O quarto e quinto episódios são menos interessantes. O chef foi entretanto hospitalizado, sofrendo sequelas da greve de fome. Nas redes sociais e nas notícias, lançou-se uma retaliação sobre os empresários. São acusados de auto-promoção. Surgem em fotografias nas redes sociais com bons carros, pratos sumptuosos, e champanhe. Ljubomir Stanisic terá tentado subornar um polícia com duas garrafas de vinho e outra de conhaque, tudo para consumar o crime de passar a Páscoa em Grândola. Num assomo de impiedade jornalística, foi-lhe ainda negada a clemência ou o benefício da dúvida costumeiramente estendido a ex-Primeiro-Ministros, presidentes de bancos e clubes de futebol. A oportunidade desta campanha tem um requinte discreto e antigo, e recorda aos indígenas as virtudes do apascentamento e da inacção.
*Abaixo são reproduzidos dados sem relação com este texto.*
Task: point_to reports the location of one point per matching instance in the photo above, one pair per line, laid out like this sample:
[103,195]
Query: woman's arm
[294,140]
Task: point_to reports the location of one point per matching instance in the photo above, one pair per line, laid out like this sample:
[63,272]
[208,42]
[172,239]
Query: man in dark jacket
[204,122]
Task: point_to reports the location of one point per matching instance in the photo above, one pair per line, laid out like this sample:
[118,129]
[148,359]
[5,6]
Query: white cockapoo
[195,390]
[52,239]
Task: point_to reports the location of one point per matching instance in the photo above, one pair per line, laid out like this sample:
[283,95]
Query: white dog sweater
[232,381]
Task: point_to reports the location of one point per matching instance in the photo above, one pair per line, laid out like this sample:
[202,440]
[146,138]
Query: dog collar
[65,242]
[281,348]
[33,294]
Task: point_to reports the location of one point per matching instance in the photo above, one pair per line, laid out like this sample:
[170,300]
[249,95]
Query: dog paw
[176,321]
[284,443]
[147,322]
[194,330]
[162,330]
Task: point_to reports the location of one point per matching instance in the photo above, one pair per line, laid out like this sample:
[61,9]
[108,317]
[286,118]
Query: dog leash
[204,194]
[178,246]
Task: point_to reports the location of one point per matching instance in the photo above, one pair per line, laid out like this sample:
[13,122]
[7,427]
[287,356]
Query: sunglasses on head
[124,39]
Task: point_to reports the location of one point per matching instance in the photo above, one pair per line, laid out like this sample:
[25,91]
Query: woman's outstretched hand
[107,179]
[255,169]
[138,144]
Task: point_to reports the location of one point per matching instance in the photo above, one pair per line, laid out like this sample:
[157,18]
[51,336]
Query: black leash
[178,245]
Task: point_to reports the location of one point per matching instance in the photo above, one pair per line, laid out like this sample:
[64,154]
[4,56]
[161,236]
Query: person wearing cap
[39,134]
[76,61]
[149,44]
A série está a terminar. Com o Natal, com mais confinamento, com os desmandos da fome, prepara-se para caducar, natural e poeticamente como a última folha de uma árvore despida.
Mas ficam as memórias. De um chef que não é chef, um Governo que não é Governo, um político que não é político, uma oposição que não é oposição, um Parlamento feito átrio de ecos, uma militância feita de Instagram. Os restaurantes, as pessoas que trabalham nos restaurantes, tornaram-se instrumentais. O seu sofrimento, real, converteu-se em pretexto de entretenimento: de uma disputa simbólica entre um cozinheiro mediático e o Primeiro-Ministro.
Certas coisas não se inventam. Portugal inventa-se todos os dias. E já leva quase 900 temporadas.